We also decided to have all the passengers face the front, in order to create a shared perspective. Conflicting perspectives may break immersion in our CAVE system, as we are limited by the fact that the displays are flat, as opposed to a real window which as a 3D space beyond it.
Experience Design
Amelia, our designer worked on creating a story board for our experience. We were heavily inspired by Disney ride, Space Mountain. The idea is that the guests enter the car, and they are driven through a tunnel. This fulfills two purposes.
- Build anticipation for the coming experience
- Provide a sense of being driven in a real vehicle
When our rhythm game experience starts, the guests are ejected out of the tunnel and into a vast open virtual space; in this case, outer space. We want to create a set ‘track’ on which the vehicle will move to simulate the vehicle movement effecting the gameplay. The reason behind a large open virtual space is to give ourselves flexibility and greater margin when matching perspectives.
Alex, our designer, also created 3D objects that represent the ‘beats’ the passengers will have to destroy as the vehicle moves through the environment. These objects will spawn and approach the vehicle, and much like a traditional rhythm game, must be destroyed to the beat.
Gameplay & Sound
We made progress on the actual gameplay front, and established a pipeline for implementing MIDI files into Unity. We are using a free Unity plugin: https://assetstore.unity.com/packages/tools/audio/drywetmidi-222171#description
Currently we have a text-only demo of the rhythm game. The music plays in the background, and hitting the spacebar on the beat gives feedback through the console.

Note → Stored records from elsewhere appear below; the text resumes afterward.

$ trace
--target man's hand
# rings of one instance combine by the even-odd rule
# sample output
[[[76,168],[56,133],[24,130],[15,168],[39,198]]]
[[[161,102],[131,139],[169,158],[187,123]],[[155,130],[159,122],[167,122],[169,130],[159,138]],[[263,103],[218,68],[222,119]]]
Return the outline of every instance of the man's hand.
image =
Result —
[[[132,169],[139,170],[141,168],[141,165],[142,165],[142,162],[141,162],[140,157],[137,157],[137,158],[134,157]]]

We’ve created a documentation on this pipeline as seen in the following section:
Exporting midi for Unity
Using this plug-in: https://assetstore.unity.com/packages/tools/audio/drywetmidi-222171#description
You want at least 3 tracks to create a rhythm game.
- Melody // This is what players will hear as music
- Hit tracker // This is where Unity looks for the button being pressed by player
- Object spawner // This is what Unity uses to spawn objects for the game
The second and third track should be on a separate track from the melody. The melody must always stay in its own track. The hit tracker and object spawner, in their respective tracks, must have the volume turned down by setting the fader to negative infinity. You do not want to mute the tracks, as that will not export the midi input for Unity to read.
The hit tracker is identical to the melody, except all notes are of identical length (of around 0.2 seconds), and they are played about 0.1 second ahead of the melody. This is to give the players some margin of error and also to account for lag on the Unity front.
The object spawner is identical to the melody as well, but like the hit tracker, it can be identical in length. The notes must be played in advance of the melody, depending on how long you want the object to remain visible before the player must hit the notes.
It’s also important to keep the hit tracker notes and object spawner notes in a specific pitch that does not move, and that does not interfere with the melody. Using these pitch variables, we then tell Unity for example, F1 pitch is the hit tracker, and F0 pitch is the object spawner.
Looking Ahead
Our halves presentation is set for Monday, and we will be preparing for the presentation. Following that, we plan to have our first playable demo to playtest throughout the week. Given we already have a rudimentary working demo albeit without any visualization, we are confident in meeting this milestone.
This will include the virtual outer space environment, 3D assets of the rhythm blocks, destruction animation upon hitting them, and all of this mixed in with the beat of the music. The pipeline should allow for fairly easy implementation of the 3D assets, as it includes the spawning and hit detection.
As for actual sound design, we have discovered numerous free MIDI file archive, where we can download and mix the MIDI file to adjust the difficulty level as we see fit. Hopefully this will cut down on precious time, resources, and budget.